At the radius, we observed a significant decrease in σ for most bone parameters using both SM and 3DR compared with NR. Comparing SM and 3DR directly, the reproducibility was significantly better for Tt.BMD at the radius, while a non-significant trend was found (p = 0.054) between 3DR and NR for Tt.BMD at the tibia. As total density is an important outcome measure for HR-pQCT, it is reasonable to suggest using 3DR over SM to ensure the reproducibility of that parameter is maximized. It is possible that improvements using 3DR may have been found for microarchitectural measures too, but that the increased motion at the radius compared with the tibia masked our ability to measure those parameters. The sensitivity to motion artifact is less for density measures, particularly Tt.BMD, than for microarchitectural measures.

The benefits of using registration techniques are largely affected by the skills of the medical radiation technologists performing the HR-pQCT scans, and the benefits of registration diminish as the quality of the image acquisition improves. If the error at each time point is purely translational, then SM is equally beneficial as 3DR. However, it is unlikely that repositioning results exclusively in translational errors.
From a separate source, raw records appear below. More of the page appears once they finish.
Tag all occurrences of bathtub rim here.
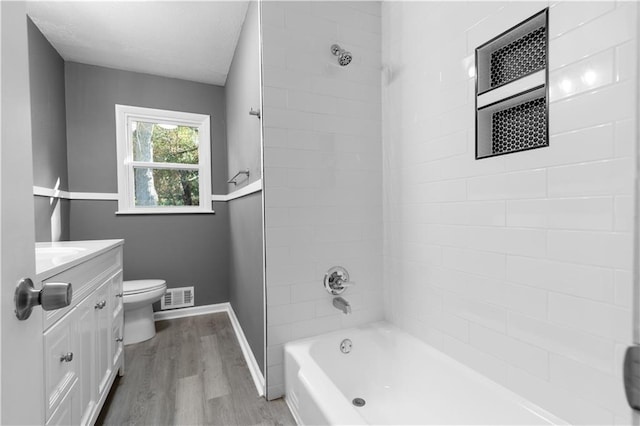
[283,320,570,425]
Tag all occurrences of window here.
[116,105,213,213]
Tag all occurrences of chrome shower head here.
[331,44,353,67]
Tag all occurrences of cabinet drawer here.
[44,312,78,418]
[42,247,122,330]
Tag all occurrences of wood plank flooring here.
[97,313,295,425]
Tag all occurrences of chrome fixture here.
[331,44,353,67]
[333,296,351,315]
[227,169,249,185]
[249,107,262,118]
[13,278,73,321]
[324,266,355,296]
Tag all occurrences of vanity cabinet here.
[39,243,124,425]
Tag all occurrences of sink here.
[36,247,86,270]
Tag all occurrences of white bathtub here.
[284,322,567,425]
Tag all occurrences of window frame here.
[115,104,214,214]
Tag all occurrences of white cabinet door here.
[47,380,80,426]
[94,278,113,395]
[74,296,98,425]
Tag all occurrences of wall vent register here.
[476,9,549,159]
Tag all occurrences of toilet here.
[122,280,167,345]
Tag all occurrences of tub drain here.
[351,398,367,407]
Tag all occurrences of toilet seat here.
[122,280,166,296]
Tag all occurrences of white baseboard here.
[282,395,304,426]
[153,302,231,321]
[153,302,265,396]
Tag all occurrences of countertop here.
[35,240,124,281]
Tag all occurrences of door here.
[0,1,44,424]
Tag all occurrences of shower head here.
[331,44,353,67]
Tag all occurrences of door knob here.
[13,278,73,321]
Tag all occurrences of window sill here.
[116,209,216,216]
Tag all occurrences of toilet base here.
[124,303,156,345]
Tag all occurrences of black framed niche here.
[476,8,549,159]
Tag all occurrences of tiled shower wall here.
[382,2,638,424]
[262,1,383,399]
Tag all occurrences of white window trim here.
[116,104,214,214]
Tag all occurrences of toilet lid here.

We found that in addition to translational errors, there was an angular error about the longitudinal axis at the radius (0.09–8.77°) and tibia (0.03–7.73°), in which case 3DR is beneficial. Experienced medical radiation technologists can minimize the angular and translational positioning error. Although our two imaging technicians had similar precision scores, it is important when designing a study to consider minimizing bias that results from varying skill levels. As such, registration remains a valuable tool to ensure consistency of results.
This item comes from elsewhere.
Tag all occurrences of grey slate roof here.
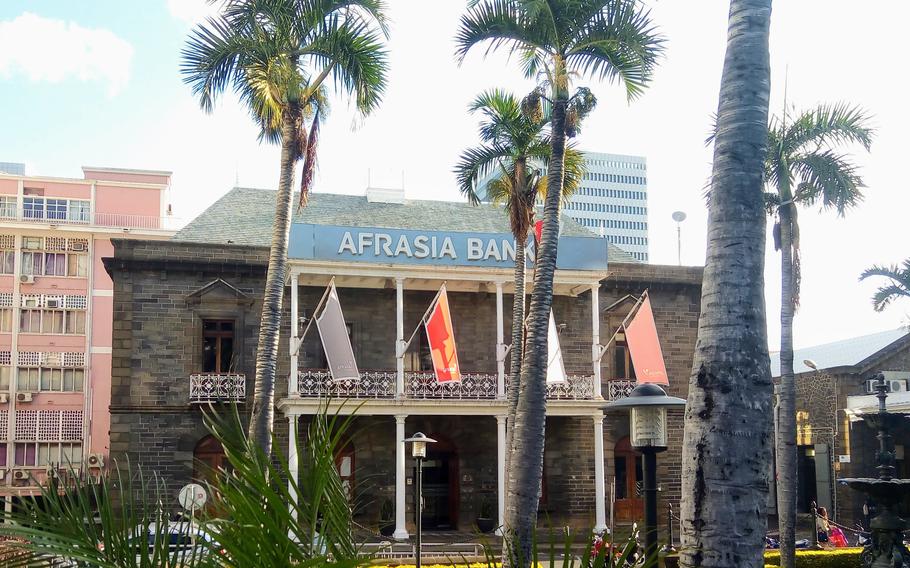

Our study has limitations that should be noted. First, motion artifact is a source of error during in vivo HR-pQCT image acquisition, and increased participant movements introduce artifactual errors [34] that cannot be corrected through registration techniques. Another limitation is that our sample consisted only of adults between 55 and 70 years meaning our findings may have been different for a younger cohort with high-quality bone or an osteoporotic cohort with extremely poor-quality bone. We reported most of the parameters typically measured using HR-pQCT, but area measurements were only reported for NR and SM. With 3DR, the common volume results in a complex mask which affects areal measurements in slices at the ends of the VOI. If areal measurements are necessary with 3DR, they could be taken on a subsample of complete cross-sectional slices near the middle of the common region. Similarly, we do not report finite element results since it is challenging to conduct a standardized test due to the complex proximal and distal surfaces of the common region from 3DR. The benefit of 3DR over SM may not be evident given these challenges and the additional analysis steps required. However, once the appropriate software is developed, 3DR is as efficient and simple to implement as SM.
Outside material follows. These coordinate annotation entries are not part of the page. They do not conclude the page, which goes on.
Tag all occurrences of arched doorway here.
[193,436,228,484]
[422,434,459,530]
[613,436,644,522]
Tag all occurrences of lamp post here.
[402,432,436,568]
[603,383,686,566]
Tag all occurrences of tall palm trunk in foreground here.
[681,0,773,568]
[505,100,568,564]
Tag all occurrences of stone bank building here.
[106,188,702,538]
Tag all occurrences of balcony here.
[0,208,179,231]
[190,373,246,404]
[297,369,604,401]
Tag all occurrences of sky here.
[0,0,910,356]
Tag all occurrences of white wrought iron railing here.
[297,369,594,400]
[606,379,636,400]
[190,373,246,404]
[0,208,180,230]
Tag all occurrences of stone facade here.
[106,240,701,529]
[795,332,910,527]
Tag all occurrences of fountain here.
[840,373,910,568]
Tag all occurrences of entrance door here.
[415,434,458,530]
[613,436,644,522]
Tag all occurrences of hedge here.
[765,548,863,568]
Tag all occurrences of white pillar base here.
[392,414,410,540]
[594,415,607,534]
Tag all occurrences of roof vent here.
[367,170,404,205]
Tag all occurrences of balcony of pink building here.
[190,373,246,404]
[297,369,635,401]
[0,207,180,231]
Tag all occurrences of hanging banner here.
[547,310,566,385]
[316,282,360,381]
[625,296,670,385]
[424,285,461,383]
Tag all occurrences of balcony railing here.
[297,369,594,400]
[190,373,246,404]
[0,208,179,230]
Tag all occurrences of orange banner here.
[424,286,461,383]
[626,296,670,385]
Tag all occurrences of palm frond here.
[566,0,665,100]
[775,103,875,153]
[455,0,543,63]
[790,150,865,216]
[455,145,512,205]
In conclusion, 3DR and SM improve short-term reproducibility compared with NR for most HR-pQCT parameters at the radius and tibia. There are no significant differences in short-term reproducibility between SM and 3DR for density or microarchitectural parameters. Equally, SM and 3DR most closely captured physiological-like longitudinal changes in bone parameters at the radius and tibia. 3DR in particular demonstrates improved detection of density measures and should be used in longitudinal studies to aid in studying changes in bone quality over time.